Avec l'imprimé, en revanche, voici que la création part à la rencontre du public, pour faire " l'objet d'une réception individuelle et non plus collective, et par là indirecte " (1), puisque différée à la fois dans l'espace et dans le temps. Voici aussi que la qualité d'auteur se voit désormais reconnue et que la création individuelle succède à la création collective ou anonyme.
Enfin se démultiplie la communication des oeuvres imprimées par voie de privilège, alors que la cession du manuscrit continue à s'effectuer dans les mêmes conditions que celles du livre au lecteur.
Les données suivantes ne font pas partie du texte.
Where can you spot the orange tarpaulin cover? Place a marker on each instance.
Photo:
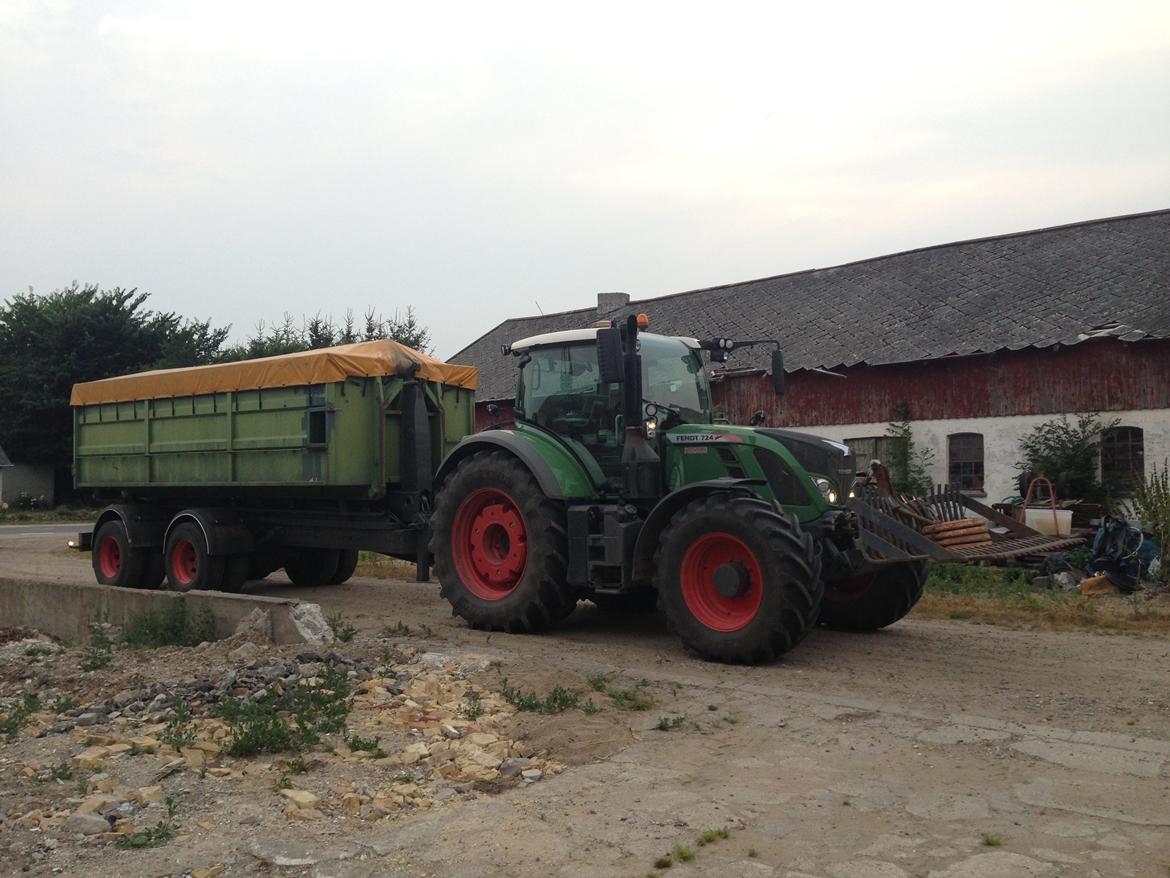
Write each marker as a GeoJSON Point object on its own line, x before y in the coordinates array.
{"type": "Point", "coordinates": [364, 359]}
Ainsi se conjuguent, comme l'explique Daniel BECOURT, la personnalisation de la création, de même que celle de sa réception par le lecteur, la paternité de l'oeuvre et la propriété du support où elle se trouve fixée. " A l'univers de la représentation succède le monde de la reproduction, procédant d'une conception bidimensionnelle d'ordre quantitatif; la société verticale et pyramidale fait place à une société horizontale nourrie des valeurs nouvelles d'égalité et de liberté ".
Ensuite lors de la Révolution française où liberté et propriété constituent des droits naturels quant à leur jouissance, l'exercice des droits d'auteur se rattache à une fonction sociale. De ce fait, le décret du 13 janvier 1791 relatif aux spectacles exige le consentement formel et par écrit des auteurs pour toute représentation.

Mais il prévoit aussi que, passé le délai de cinq années après la mort de l'auteur, les ouvrages sont une propriété publique. On ne saurait mieux exprimer que la propriété de l'auteur ou de ses ayants droit revêt un caractère temporaire. En un mot, selon les termes de LE CHAPELIER, " la plus sacrée et la plus légitime, la plus inattaquable et la plus personnelle de toutes les propriétés est l'ouvrage, fruit de la pensée d'un écrivain ". Mais " c'est cependant une propriété d'un genre tout différent des autres ", car " quand un auteur a livré son ouvrage au public, il l'a associé à sa propriété, ou plutôt la lui a transmise tout entière ". Ainsi faut-il, à la fois, que " ces hommes tirent quelques fruits de leur travail ", mais aussi " qu'après le délai fixé, la propriété du public commence ". Quant au décret du 19 juillet 1793, il traite des droits de propriété des auteurs afin d'éviter comme l'explique LAKANAL que " l'impression puisse faire des productions d'un écrivain une propriété publique " - sous-entendu : de son vivant et pour ses héritiers (1). D'ailleurs, le décret du 31 décembre 1790 n'assure à l'inventeur " qu'une propriété et une jouissance temporaires , la découverte ou invention devant revenir à la société à l'expiration de chaque patente ". En réalité, le droit conféré à l'auteur est destiné à lui permettre d'en disposer pour en retirer une contrepartie pécuniaire, en échange de l'apport de son oeuvre à la collectivité.

Puis le XIXéme siècle témoignera de l'explosion de la communication qui se poursuivra tout au long du XXème siècle et ce dans tous les domaines, qu'il s'agisse de l'énergie, des transports, de la concentration urbaine ou, de l'instruction publique. Dans le domaine des médias, enfin, et surtout, de la grande presse à l'édition, de l'enregistrement de l'image et du son, à la photographie et au cinéma, des stations de radio aux chaînes de télévision, des logiciels aux banques de données. Cette explosion met en relief les interférences, entre reproduction et représentation et permet ainsi, à l'ensemble des oeuvres, incorporées ou non à un support matériel, d'aller vers le public ; " la communication se place sous le double critère d'un développement quantitatif en amont et d'une réception individuelle en aval ". C'est dans cet environnement que s'est progressivement édifiée une construction juridique cohérente, au plan français mais aussi international, qui se situe dans le prolongement de la conception de la propriété de l'auteur sur son oeuvre. La protection de la création s'est vue assurée en dehors de tout critère de mérite ou de formalité, tandis que s'est fait jour la notion de droit moral, destinée à protéger l'oeuvre contre toute atteinte à sa paternité et à son intégrité.